Crack up at Dawn

News channels have a strange morning vocabulary

Written by Pratik Kanjilal | Published: April 6, 2013 1:23:02 am

Rahul Gandhi’s Thursday morning address at the CII would have been the natural prey of this week’s column but after the talking heads and the Twitterati declared open season,it felt like a cheap shot. Besides,more PJs at Rahul Gandhi’s expense could have violated the Geneva Conventions.

The CII address was pre-lunch prime time,but what does TV do on other mornings,when no one is watching? Well,not exactly no one – hordes of punters tune into the morning business shows,hoping for that one tip which will hit the jackpot and break Pascal’s laws of gambling. Curiously,the market programmes just before the opening bell in the stock markets reiterate the two-nation theory.

Hindi programmes are refreshingly direct — tips,tips,tips straight from the hips. Zee Business doesn’t pause for breath in a screen crammed with scrip movements. It goes right down to the wire,predicting trends by the hour. In the first hour of trading,that’s a risky business. Even when they go into the gory details,Hindi business channels usually do it accessibly. Nilesh Mishra of Axis Direct goes to first principles on CNBC Awaaz,for instance,but remains entirely lucid and comprehensible.

In contrast,the English business news before the first bell is couched in an obscure pidgin that only business journalists seem to speak. And since businessmen seem to be a bit hesitant about the questions they face,one suspects that they are not native speakers of this language. They did not invent this patter about upsides and hardenings and sentiment and bottomlines. Journalists did.

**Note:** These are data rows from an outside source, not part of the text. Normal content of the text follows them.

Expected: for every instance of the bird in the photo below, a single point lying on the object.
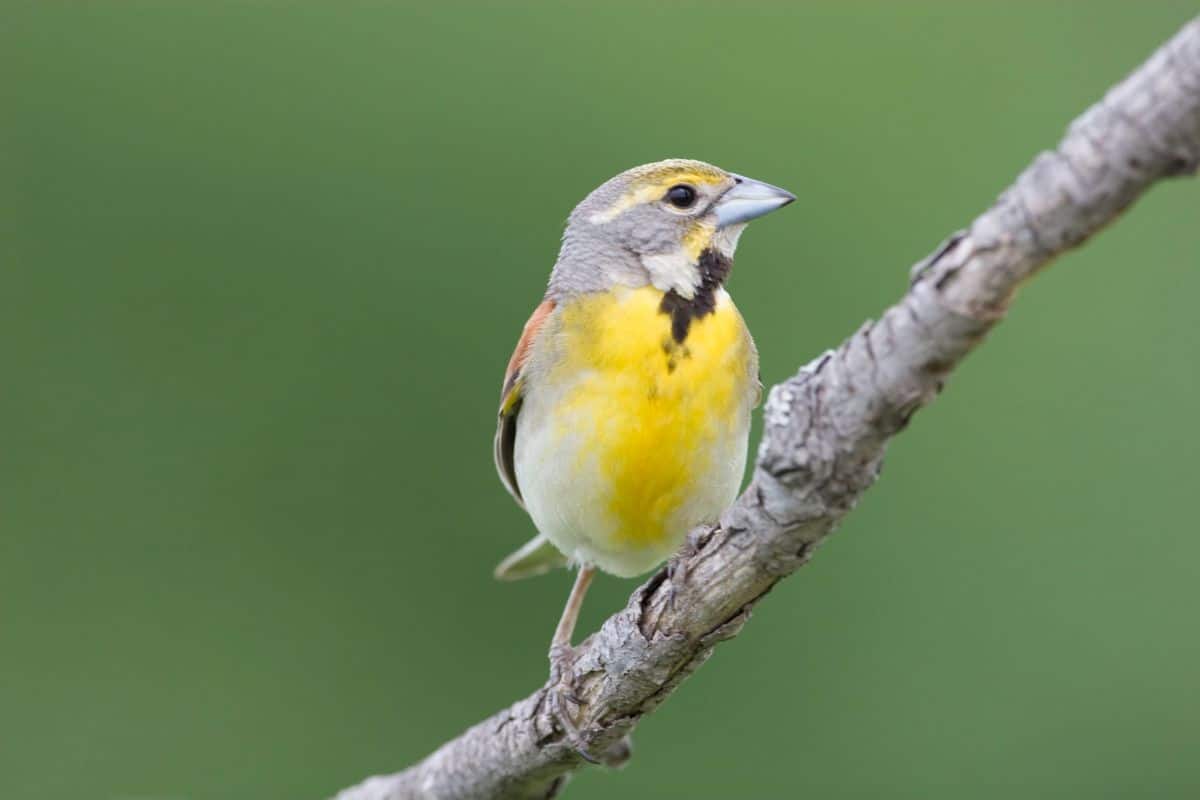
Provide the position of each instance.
(625, 407)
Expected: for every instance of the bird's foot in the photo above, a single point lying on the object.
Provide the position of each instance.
(562, 695)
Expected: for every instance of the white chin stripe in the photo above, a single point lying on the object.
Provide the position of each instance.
(673, 271)
(725, 240)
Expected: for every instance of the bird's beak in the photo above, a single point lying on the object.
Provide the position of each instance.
(749, 199)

Here are some samples from CNBC-TV18 this week: “What is risk,from a serious downside point of view?” “Is there hope for equities as an asset class?” And an inspired gem from the usually sober Udayan Mukherjee on CNBC’s Opening Buzz: “Can we take that as a solid bottom,or can it be violated this week?” You know what he means,as does his straight-faced guest,but plain human language would have been so much simpler and cleaner.

This deliberately obscurantist programming is for a select viewership. Everyone else watches endless reruns from the previous night’s news. And they watch channels like India TV which,every morning,prepare you for life in other ways. At 9:45 am on Wednesday,for instance,CNBC was wondering if the market was moving towards recovery on a U-shaped or V-shaped curve. A fine distinction,in a slow,shambolic,pear-shaped economy! At the exact same moment,India TV was helping its readers to secure prosperity in their own way — by suggesting that they nail a Ganesha image to the front door,along with a branch of a mango tree or a babool. Channel the vastu right and the flood of cash will blow down the front door.

It’s Friday,24 hours later. The bell is about to go again,the Hindi tips programmes are still trying to be helpful,the English ones — including Bloomberg UTV this time – are talking that weird technicalese again. And India TV has moved on from generic vastu measures to zodiacal strategising. A bejewelled babaji urges Librans to go out to the street,collect earth from a T-junction,bring it back home and flush it down the toilet. Cancer people must not use deodorant. Sagittarians must bury six lotuses in the earth. Taurus must not travel in a north-easterly direction,not even if it leads to a stockbroker.

The mornings are full of amazing programming,not just Rahul Gandhi’s thoughts on economy and entomology. But his show got the eyeballs and the tsunami of commentary isn’t over yet. This development just isn’t inclusive.